The Hamilton School Board has voted not to include sexual orientation and gender identity as a protected class in the district’s anti-bullying policy.
After a lengthy debate amongst the board and several emotional comments from the public, board members Nancy Ballance, Jim Shea, Demeris Moore and chairman David Bedey voted to remove the sexual orientation language from the proposed anti-bullying policy (No. 3005).
Board members Corinne Gantt, Bonnie Wickham and Jerry Jessee voted to include the language.
The board also voted to approve a new policy manual for the district on a 6-0 vote, with one board member abstaining. Tuesday night’s vote came after two meetings this month that drew hundreds of people speaking both for and against including the language.
The local chapter of Parents, Families and Friends of Lesbians and Gays (PFLAG) had petitioned the board to include sexual orientation in the sections on bullying, equal employment opportunity and equal educational opportunity in the updated policy manual.
The board voted 6-1, with Jerry Jesse the lone dissenting vote, to not include the sexual orientation language in either the equal employment or equal education policies.
Board chairman David Bedey said he voted against including the language because he thought the school district already had a robust anti-bullying policy.
“Everyone agreed, I believe, that the policy already makes it clear that the district does not tolerate bullying of any kind,” Bedey said. “There were some board members who saw that removing the specific language and leaving it a general prohibition was showing a strengthened commitment to the non-toleration of mistreatment of students.”
Bedey said the argument by the majority of the board was a pragmatic one against the inclusion of protected classes beyond those mandated by federal law.
“The identification of a specific protected class opens the district to frivolous lawsuits and intervention by outside agencies in any case in which discrimination is alleged,” he said. “And in many cases, attorneys allege discrimination regardless of the issue. It’s my position that the district’s uniform grievance procedure is an adequate method to resolve these things. We do not condone or tolerate discrimination, but we believe we have a method to deal with it.”
Several citizens told the board that they believe homosexuality is immoral and an affront to the Christian faith.
Local PFLAG chapter leader Terry Moran, who has a lesbian daughter and identifies herself as a devout Christian, responded by speaking to the board from a prepared statement.
“Nearly all parents who have a homosexual child experience the grief process and are deeply saddened by the difficulties they know their child and family will experience due to prejudice,” she said. “Most parents realized that their child was ‘intrinsically different’ from the norm, around the age that sexual orientation is expressed. We have experienced that our children are innately born with a homosexual orientation, just as heterosexuals are innately born with their sexual orientation. Please listen to us as parents, because we know who our children are better than anyone else.

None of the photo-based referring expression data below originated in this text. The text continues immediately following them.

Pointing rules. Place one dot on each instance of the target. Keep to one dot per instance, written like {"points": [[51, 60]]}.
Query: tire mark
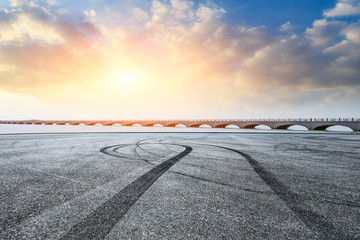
{"points": [[311, 219], [100, 222]]}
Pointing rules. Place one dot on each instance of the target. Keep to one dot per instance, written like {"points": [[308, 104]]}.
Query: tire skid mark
{"points": [[311, 219], [100, 222]]}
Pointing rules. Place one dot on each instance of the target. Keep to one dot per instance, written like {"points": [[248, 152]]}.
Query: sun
{"points": [[125, 79]]}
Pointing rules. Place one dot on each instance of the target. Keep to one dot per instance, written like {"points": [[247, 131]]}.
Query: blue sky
{"points": [[211, 59]]}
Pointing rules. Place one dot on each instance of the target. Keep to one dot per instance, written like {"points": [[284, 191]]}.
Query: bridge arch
{"points": [[254, 125], [114, 124], [175, 125], [153, 125], [292, 127], [95, 124], [227, 125], [200, 125], [329, 126]]}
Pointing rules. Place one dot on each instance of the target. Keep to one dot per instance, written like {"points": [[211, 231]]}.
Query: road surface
{"points": [[180, 186]]}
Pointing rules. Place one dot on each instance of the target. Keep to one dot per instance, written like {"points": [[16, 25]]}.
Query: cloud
{"points": [[90, 13], [183, 53], [286, 27], [344, 8], [324, 32]]}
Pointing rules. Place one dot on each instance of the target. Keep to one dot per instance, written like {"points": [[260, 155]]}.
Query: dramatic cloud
{"points": [[179, 54], [344, 8]]}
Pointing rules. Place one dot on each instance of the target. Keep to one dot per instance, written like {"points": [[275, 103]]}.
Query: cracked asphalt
{"points": [[180, 186]]}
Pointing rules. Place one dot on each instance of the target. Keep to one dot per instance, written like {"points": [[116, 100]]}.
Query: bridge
{"points": [[309, 123]]}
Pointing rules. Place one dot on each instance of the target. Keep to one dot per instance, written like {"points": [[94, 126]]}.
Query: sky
{"points": [[179, 59]]}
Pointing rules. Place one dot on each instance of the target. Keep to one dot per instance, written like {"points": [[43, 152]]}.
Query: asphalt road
{"points": [[180, 186]]}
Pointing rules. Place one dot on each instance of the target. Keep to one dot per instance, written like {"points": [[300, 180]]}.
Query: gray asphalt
{"points": [[180, 186]]}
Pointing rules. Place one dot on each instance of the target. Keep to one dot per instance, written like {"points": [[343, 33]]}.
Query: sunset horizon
{"points": [[179, 59]]}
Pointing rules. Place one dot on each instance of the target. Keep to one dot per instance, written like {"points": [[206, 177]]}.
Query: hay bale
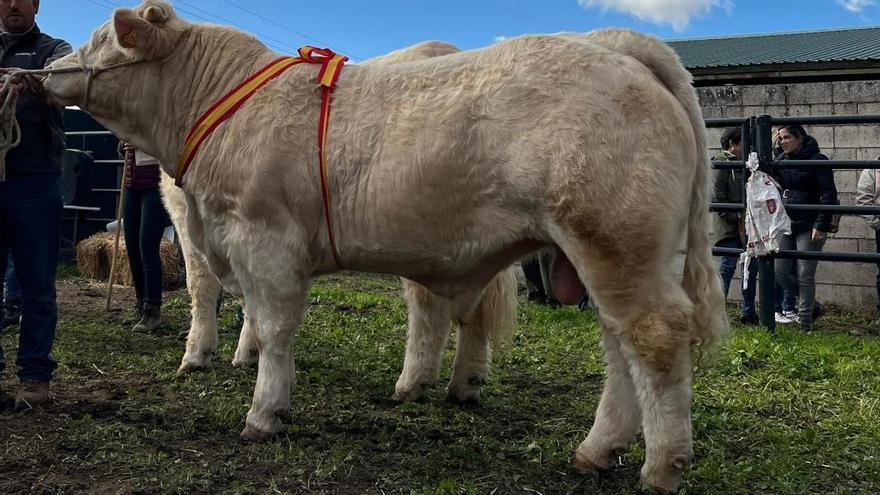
{"points": [[94, 256]]}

We take offense with the language that sexual orientation is a ‘lifestyle choice.’ Why would anyone choose to be homosexual and experience the rejection and discrimination that all too frequently prevails?”
Moran said that because PFLAG is a secular organization, the views she expressed at the board meeting are her own.

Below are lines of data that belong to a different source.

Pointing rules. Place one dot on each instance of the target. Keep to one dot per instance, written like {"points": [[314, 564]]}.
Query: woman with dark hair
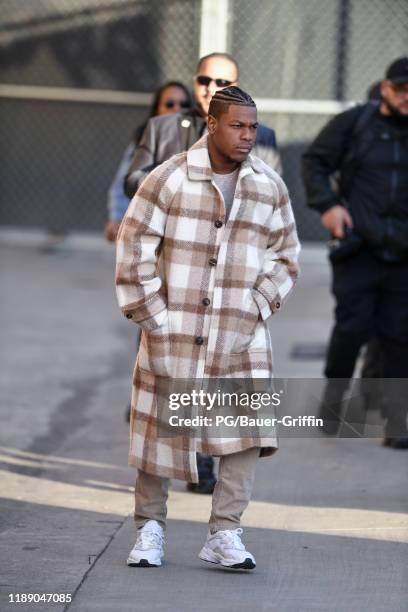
{"points": [[171, 97]]}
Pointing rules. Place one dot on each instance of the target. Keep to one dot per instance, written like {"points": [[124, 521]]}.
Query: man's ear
{"points": [[211, 124]]}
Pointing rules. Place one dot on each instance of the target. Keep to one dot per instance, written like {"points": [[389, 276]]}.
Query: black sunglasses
{"points": [[203, 80], [173, 103]]}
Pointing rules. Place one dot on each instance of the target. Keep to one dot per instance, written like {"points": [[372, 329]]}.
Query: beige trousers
{"points": [[230, 498]]}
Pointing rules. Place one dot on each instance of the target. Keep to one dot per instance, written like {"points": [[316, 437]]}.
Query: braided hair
{"points": [[224, 98]]}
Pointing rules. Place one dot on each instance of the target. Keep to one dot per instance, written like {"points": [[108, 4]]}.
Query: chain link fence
{"points": [[59, 155]]}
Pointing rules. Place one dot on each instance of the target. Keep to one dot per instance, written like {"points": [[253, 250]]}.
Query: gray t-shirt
{"points": [[226, 183]]}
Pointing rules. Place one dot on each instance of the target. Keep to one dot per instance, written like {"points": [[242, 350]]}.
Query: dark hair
{"points": [[226, 56], [224, 98], [156, 100]]}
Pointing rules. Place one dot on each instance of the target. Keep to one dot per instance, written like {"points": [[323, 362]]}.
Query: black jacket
{"points": [[168, 135], [376, 189]]}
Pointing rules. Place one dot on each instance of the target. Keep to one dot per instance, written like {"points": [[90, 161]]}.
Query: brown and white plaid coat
{"points": [[202, 289]]}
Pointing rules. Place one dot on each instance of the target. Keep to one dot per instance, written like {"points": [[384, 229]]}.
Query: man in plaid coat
{"points": [[206, 253]]}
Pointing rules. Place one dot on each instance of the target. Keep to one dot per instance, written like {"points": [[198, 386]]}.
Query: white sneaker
{"points": [[225, 547], [149, 548]]}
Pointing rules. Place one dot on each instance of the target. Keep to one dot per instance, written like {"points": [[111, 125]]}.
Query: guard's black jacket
{"points": [[374, 185]]}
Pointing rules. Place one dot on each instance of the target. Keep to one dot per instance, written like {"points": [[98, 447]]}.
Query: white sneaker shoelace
{"points": [[148, 539], [231, 538]]}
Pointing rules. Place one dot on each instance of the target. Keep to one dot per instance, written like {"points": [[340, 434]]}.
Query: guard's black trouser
{"points": [[371, 301]]}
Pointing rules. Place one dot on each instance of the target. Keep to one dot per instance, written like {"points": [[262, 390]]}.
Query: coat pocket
{"points": [[155, 350], [246, 327]]}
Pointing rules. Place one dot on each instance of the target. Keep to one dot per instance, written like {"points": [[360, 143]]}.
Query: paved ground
{"points": [[326, 523]]}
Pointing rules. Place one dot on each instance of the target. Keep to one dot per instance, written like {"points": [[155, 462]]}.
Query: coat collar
{"points": [[199, 165]]}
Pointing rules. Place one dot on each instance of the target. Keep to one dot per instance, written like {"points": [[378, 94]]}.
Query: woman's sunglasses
{"points": [[203, 80], [173, 103]]}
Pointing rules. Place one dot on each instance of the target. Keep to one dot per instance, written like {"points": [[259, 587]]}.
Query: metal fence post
{"points": [[214, 26]]}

“They think that homosexuality is immoral, and I spoke directly to that,” she said. “I think that there is another perspective that needs to be heard and they aren’t the only ones that have a Christian viewpoint that are passionate about their viewpoint. It is my personal Christian faith that drives me to be passionate. We are only hearing from one side of the Christian tradition. I do really believe that there are more perspectives than just the fundamentalist perspective.”
Bullying is a very real issue, Moran said, and she knows first-hand from living in the Bitterroot and having a homosexual child that life isn’t easy for an adolescent who comes out.
“Kids have attempted suicide in this valley, in large part because of bullying,” she said. “We have to protect the mental well-being of students. We are here for students and families.”
Moran said that although she was disappointed with the board’s decision, she thinks PFLAG won a small victory.
“We do believe that bringing forth our proposals of changing the current policy did in fact increase awareness of the bullying situation and the need of the community to act on this,” she said. “We think we have improved that awareness and improved the situation of students, even though we did not get the outcome that we were hoping for. Our concern is for students and their safety and their well-being. We are satisfied with that. It was worth our endeavors. There were some gains here for students.”